While the military press is often used interchangeably with the overhead press, the two exercises are different: the military press requires a stricter posture with the movement coming fully from the shoulders and arms, while the overhead press allows for more momentum and adopts a wider foot stance with a soft bend in the knees. Most people will find the overhead press easier and we’d recommend mastering the technique and building strength with the overhead press first. We’ve covered instructions for both below.
Commonly Asked Questions On Military Press
The military press primarily works the anterior deltoid and medial deltoid, with support from the triceps and the clavicular head in the upper triceps. The core also works to keep the torso stable and protect the lower back.
Reaching a plateau in your military press is normal and it can be challenging to increase the load. Adding the push press into your routine can be helpful for improving your military press; this is because the legs are involved moving the weight, so a higher load can be used and the upper body can be exposed to heavier weight. Making sure to do the military press at least twice a week can also help to increase the weight and break through a plateau quicker.
The military press feels so challenging as it limits involvement from the other parts of the body, relying solely on shoulder and tricep strength. The narrow stance also creates a less stable base, meaning the core and shoulders have to work hard to remain stable and protect the back.
The military press can be performed as a seated shoulder press, and most people will find they are able to lift a higher load as they have a more stable base to press from. This is a good way to expose the shoulders to more weight, but will mean the core and stabilising muscles are worked less. Combining both variations (on separate days) can be helpful in a training programme.
Military Press Tips
Performing the military press correctly is important to ensure the correct muscle groups are targeted and to reduce injury risks.

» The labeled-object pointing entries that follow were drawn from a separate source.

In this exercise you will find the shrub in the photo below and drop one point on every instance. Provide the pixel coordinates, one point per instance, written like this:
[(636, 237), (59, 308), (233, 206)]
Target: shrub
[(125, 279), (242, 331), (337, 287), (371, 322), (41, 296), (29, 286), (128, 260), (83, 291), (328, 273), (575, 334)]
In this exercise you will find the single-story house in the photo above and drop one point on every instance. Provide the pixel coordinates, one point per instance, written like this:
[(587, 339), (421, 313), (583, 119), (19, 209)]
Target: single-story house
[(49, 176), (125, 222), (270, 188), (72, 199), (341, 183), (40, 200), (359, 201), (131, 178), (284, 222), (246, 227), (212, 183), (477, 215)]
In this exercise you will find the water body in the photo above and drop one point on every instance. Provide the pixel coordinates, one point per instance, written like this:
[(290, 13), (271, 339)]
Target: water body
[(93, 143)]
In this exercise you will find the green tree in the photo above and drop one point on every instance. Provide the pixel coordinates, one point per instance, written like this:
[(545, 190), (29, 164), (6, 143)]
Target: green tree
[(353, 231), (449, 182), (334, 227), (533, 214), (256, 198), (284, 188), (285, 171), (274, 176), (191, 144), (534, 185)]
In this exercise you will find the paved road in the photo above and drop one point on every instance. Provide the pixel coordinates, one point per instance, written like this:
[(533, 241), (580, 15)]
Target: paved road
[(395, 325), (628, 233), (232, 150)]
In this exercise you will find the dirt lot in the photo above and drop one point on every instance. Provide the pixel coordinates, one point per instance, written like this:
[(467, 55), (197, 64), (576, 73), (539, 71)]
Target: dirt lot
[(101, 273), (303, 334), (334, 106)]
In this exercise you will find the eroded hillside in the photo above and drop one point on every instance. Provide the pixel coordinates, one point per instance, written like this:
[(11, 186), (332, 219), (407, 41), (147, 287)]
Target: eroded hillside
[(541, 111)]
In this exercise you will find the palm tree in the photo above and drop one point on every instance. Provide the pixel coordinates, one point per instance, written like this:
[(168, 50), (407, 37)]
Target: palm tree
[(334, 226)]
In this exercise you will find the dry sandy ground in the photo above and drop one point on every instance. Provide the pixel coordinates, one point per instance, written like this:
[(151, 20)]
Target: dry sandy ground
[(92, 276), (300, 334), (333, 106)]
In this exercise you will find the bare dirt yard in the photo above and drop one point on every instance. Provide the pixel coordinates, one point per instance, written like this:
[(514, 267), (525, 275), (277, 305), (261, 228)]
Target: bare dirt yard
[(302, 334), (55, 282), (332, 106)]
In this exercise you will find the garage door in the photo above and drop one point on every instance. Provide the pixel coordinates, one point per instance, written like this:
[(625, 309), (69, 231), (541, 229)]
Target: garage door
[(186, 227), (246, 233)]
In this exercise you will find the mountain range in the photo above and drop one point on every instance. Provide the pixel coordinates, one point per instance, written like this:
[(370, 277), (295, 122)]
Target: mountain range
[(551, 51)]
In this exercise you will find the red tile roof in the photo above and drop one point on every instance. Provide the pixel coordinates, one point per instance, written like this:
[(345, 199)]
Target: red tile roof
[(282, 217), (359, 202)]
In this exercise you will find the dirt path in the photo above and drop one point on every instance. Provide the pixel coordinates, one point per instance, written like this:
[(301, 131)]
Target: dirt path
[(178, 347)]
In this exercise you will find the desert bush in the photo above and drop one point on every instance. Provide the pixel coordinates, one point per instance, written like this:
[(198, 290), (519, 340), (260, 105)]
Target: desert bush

Maintaining a neutral hip throughout the movement is crucial as it prevents the lumbar spine from overextending, which can put strain on the lower back. If you are struggling to maintain a neutral hip and spine, drop the load and work on form.
If you find your rotator cuffs are under stress during this exercise, it may be due to the position of your arms. Instead of pressing the arms so they’re directly to the side of the head, position them slightly in front of your body as this will reduce stress on the shoulders.
How To Do A Military Press
The military press starts by resting a barbell on the front of your shoulders above the collarbone. This can be done by lifting and placing a barbell from the floor, or using a squat rack to set the bar in place.
Place your feet shoulder width apart with toes slightly pointed out. Brace your core and squeeze your glutes to maintain a neutral spine.
Press the bar overhead and extend the arms until your elbows are locked. Make sure the movement only comes from the shoulders and arms, with the rest of your body rigid.
Remaining stable, slowly lower the barbell back to the starting position.
How To Do An Overhead Press
Using a barbell that you can position on the front delts or opting for a barbell set up in the squat rack, begin the setup of the overhead press by resting the barbell on the front of your shoulders.
Assume a hip width stance, with a soft bend in the knees and ensure your feet remain planted throughout. Grip the bar just outside of shoulder width and squeeze your glutes to maintain a neutral hip position.
Straighten your knees to generate some momentum while extending your arms simultaneously until the barbell is above the head.
Remaining stable, slowly lower the barbell back to the starting position, assuming a soft bend in the knees again before commencing the next rep.
If you’re not sure if any of the above exercises are suitable for you, please consult your doctor before you start it. Need guidance on how to perform the exercise? Ask a personal trainer at your gym.